Vamos analisar o que realmente está a acontecer. Em maio, Biden vetou um projeto de lei que teria permitido aos bancos custodiar Bitcoin e outros ativos digitais — algo que tinha apoio bipartidário no Congresso. A legislação era bastante direta: criar um quadro regulatório para que as instituições financeiras pudessem manter criptomoedas de forma segura. Mas Biden acabou com ela. A sua justificação? Tem sido bastante claro quanto ao seu desdém pelos traders de criptomoedas, chegando a compará-los a evasores fiscais numa altura.

O que é realmente revelador é para onde a administração Biden quer ir em vez disso. Eles têm pressionado fortemente por uma CBDC — uma moeda digital de banco central. Pensa no que isso significa: controlo total do governo sobre as transações financeiras. Eles até publicaram um relatório a atacar o Bitcoin e a mineração de prova de trabalho, enquanto promovem as CBDCs como o futuro. A mensagem é óbvia se leres nas entrelinhas.

Depois há a situação da carteira Samourai. O DOJ prendeu os fundadores deste serviço de mistura de Bitcoin focado na privacidade e acusou-os de branqueamento de capitais. Até a senadora Cynthia Lummis criticou, dizendo que contradizia as orientações existentes do Tesouro. Edward Snowden também se pronunciou. Toda a situação grita por uma tentativa coordenada de suprimir a inovação em criptomoedas.

Entretanto, o Partido Democrata, de modo geral, tem sido hostil a legislação pró-criptomoedas. Elizabeth Warren tem sido particularmente vocal, a falar mesmo em construir um “exército anti-crypto”. Compara isso às recentes ações de Trump — que aceita pagamentos em Bitcoin através da Lightning Network e faz declarações claras de apoio à autogestão e ao desenvolvimento de criptomoedas nos EUA.
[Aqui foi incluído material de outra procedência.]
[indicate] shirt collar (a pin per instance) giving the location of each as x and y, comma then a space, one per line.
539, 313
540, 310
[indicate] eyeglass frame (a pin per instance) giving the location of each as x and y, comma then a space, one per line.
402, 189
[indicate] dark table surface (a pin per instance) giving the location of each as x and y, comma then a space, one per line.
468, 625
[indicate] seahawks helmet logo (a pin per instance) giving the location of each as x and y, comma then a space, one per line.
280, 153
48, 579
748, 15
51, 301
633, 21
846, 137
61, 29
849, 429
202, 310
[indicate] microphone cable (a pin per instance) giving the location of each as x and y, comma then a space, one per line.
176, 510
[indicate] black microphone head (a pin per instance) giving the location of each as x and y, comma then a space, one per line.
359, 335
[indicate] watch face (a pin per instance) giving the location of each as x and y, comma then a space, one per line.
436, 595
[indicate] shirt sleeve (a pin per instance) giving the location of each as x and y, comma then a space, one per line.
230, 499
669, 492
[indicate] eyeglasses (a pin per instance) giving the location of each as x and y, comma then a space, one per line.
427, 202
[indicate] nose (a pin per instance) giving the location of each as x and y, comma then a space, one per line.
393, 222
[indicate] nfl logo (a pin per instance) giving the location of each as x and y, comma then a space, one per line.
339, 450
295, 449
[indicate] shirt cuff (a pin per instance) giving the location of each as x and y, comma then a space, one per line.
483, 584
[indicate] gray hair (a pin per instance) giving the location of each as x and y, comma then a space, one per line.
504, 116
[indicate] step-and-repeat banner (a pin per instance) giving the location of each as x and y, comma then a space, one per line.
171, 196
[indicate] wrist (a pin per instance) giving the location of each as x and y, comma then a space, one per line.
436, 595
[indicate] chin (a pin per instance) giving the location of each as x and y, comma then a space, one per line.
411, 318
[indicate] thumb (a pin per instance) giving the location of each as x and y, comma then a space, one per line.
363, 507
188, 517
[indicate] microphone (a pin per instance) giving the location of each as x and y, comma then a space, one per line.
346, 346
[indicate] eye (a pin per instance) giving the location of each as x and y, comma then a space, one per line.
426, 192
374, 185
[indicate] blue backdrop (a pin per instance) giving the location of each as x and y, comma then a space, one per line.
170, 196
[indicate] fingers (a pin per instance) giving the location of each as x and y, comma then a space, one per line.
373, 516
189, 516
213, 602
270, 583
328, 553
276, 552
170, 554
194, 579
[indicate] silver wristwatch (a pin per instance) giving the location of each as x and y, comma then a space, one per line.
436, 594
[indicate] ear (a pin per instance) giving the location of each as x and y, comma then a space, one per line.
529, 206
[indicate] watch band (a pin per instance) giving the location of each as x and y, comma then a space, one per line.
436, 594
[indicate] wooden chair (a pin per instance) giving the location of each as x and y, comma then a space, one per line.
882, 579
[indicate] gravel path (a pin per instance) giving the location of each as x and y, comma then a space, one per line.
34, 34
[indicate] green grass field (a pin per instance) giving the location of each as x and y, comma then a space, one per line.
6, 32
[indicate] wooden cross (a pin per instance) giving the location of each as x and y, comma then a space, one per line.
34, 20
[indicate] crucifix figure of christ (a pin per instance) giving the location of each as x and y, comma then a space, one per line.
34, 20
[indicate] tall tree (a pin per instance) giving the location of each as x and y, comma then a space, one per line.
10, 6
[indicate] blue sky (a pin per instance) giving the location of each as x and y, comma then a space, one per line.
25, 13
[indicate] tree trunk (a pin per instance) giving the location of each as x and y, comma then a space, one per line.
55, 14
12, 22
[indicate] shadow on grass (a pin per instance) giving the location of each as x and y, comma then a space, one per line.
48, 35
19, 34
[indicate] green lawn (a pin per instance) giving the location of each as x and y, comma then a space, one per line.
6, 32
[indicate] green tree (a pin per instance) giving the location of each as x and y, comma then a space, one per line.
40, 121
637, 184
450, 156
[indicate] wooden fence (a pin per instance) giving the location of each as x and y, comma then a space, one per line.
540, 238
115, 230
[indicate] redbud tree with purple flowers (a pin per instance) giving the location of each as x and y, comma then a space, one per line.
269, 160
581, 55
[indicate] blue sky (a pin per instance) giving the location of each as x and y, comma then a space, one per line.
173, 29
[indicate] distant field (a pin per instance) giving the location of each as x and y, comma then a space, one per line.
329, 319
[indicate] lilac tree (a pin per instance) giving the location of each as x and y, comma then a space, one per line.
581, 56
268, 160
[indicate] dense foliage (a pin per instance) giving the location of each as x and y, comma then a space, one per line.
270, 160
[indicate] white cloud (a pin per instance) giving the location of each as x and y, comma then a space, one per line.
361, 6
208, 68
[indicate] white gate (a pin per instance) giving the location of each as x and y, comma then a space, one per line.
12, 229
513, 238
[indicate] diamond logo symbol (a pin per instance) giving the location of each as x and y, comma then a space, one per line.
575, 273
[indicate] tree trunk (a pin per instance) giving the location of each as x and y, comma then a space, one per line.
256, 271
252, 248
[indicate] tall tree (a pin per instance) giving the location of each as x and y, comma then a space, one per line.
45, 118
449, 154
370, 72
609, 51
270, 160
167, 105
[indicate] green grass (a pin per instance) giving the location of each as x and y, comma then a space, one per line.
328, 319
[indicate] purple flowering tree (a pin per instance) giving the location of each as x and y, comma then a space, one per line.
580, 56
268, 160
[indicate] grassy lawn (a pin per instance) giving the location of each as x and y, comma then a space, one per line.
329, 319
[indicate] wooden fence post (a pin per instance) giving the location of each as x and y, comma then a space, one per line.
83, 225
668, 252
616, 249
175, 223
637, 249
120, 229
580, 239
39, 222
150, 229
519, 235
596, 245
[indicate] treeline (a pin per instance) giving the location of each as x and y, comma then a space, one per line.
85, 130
O que é fascinante, no entanto, é que os eleitores de criptomoedas não são realmente partidários. Pesquisas mostram que eles estão divididos ao longo do espectro político. E estamos a falar de mais de 50 milhões de detentores de criptomoedas nos EUA. Uma demografia enorme que Biden está a alienar com a sua postura política em relação às criptomoedas.

O argumento económico também é bastante sólido. Quadros regulatórios claros para o Bitcoin e a aceitação generalizada impulsionariam a inovação, o crescimento económico e a inclusão financeira. Mas a administração Biden parece determinada a bloquear esse caminho. Em vez disso, estão a transformar uma questão que deveria ser não partidária numa questão puramente partidária.

No fundo, tudo se resume ao seguinte: Biden e a maioria dos democratas preferem o controlo centralizado através de CBDCs em vez do Bitcoin descentralizado. Uma CBDC dá às governações as ferramentas que querem. O Bitcoin não. Essa é a essência do motivo pelo qual a política de criptomoedas de Joe Biden tem sido tão agressivamente negativa.

À medida que avançamos para 2026 e além, esta será uma questão definidora. Com mais de 50 milhões de detentores de criptomoedas nos EUA, ignorar esta demografia é um risco para os políticos. A divisão de Biden em relação às criptomoedas tornou-se, na prática, um proxy de como os candidatos veem a liberdade financeira e o controlo governamental. E os eleitores estão certamente atentos.